Skip to main content

Module mmr

Module mmr 

Source
Expand description

HELIX-IDEA-006 Phase 1 — Maximal Marginal Relevance reranking.

Contract: contracts/apr-rerank-v1.yaml (ACTIVE). Pattern source: helix-db helix_engine/reranker/fusion/mmr.rs (re-implemented; no code lift).
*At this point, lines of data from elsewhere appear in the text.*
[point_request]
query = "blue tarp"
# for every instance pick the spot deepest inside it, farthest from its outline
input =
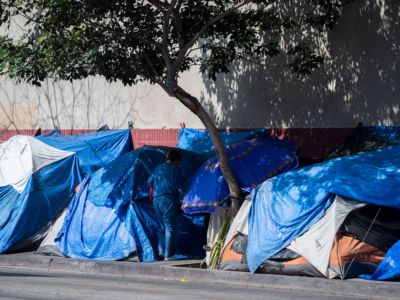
(389, 134)
(53, 133)
(286, 206)
(252, 161)
(112, 217)
(389, 268)
(200, 142)
(94, 150)
(46, 194)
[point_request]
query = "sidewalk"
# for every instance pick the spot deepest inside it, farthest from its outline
(185, 270)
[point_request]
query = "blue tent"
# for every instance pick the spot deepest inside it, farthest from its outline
(30, 200)
(94, 150)
(389, 268)
(285, 206)
(36, 183)
(200, 142)
(252, 161)
(112, 217)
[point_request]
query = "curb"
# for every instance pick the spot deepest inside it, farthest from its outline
(181, 271)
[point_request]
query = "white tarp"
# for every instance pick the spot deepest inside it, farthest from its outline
(48, 245)
(240, 222)
(316, 244)
(23, 155)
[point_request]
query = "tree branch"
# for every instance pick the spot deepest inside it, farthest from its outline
(162, 6)
(182, 52)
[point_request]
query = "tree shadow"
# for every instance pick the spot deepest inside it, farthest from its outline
(358, 82)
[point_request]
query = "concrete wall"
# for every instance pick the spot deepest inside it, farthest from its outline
(359, 82)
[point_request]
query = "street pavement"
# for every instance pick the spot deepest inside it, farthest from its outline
(25, 284)
(31, 276)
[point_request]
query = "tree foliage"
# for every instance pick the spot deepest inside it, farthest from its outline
(157, 40)
(124, 40)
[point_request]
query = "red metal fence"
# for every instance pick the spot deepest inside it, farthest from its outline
(314, 142)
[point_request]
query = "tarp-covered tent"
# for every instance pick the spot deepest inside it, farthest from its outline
(26, 159)
(200, 142)
(111, 217)
(36, 183)
(304, 195)
(252, 161)
(364, 139)
(331, 248)
(94, 150)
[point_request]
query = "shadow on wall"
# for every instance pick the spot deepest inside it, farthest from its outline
(360, 80)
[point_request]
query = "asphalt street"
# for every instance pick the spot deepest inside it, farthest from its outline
(33, 284)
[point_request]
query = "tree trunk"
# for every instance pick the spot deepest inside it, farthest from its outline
(194, 105)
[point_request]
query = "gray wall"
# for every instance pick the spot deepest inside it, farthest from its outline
(359, 82)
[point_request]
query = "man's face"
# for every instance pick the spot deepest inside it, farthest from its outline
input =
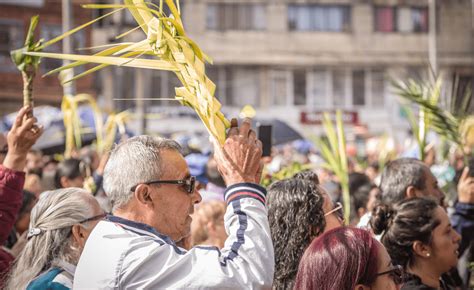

Reference:

Carbonell & Goldstein (1998). “The Use of MMR, Diversity-Based Reranking for Reordering Documents and Producing Summaries.” https://www.cs.cmu.edu/~jgc/publication/MMR.pdf

MMR balances relevance against diversity by iteratively selecting the candidate that maximises:

  MMR(d) = λ · sim_query(d) − (1 − λ) · max_{s ∈ Selected} sim_pair(d, s)

At λ=1, the diversity term vanishes and the output is the input sorted by relevance descending — verified by FALSIFY-RERANK-MMR-002.

§Example

use aprender_rag::mmr::mmr_select;

let candidates = vec![
    ("doc-a", 0.9_f32),
    ("doc-b", 0.8),
    ("doc-c", 0.7),
    ("doc-a-paraphrase", 0.85),
];
// Pretend doc-a and doc-a-paraphrase are highly similar.
let sim = |x: &&str, y: &&str| if x.contains("doc-a") && y.contains("doc-a") { 0.95 } else { 0.05 };

// λ=1 → pure relevance.
let by_rel = mmr_select(candidates.clone(), sim, 1.0, 3);
assert_eq!(by_rel[0].0, "doc-a");
assert_eq!(by_rel[1].0, "doc-a-paraphrase");

// λ=0.5 → diversity penalises near-duplicate of doc-a.
let diverse = mmr_select(candidates, sim, 0.5, 3);
assert_eq!(diverse[0].0, "doc-a");
assert_eq!(diverse[1].0, "doc-b"); // not the paraphrase

Functions§

mmr_select
Select up to top_k items via Maximal Marginal Relevance.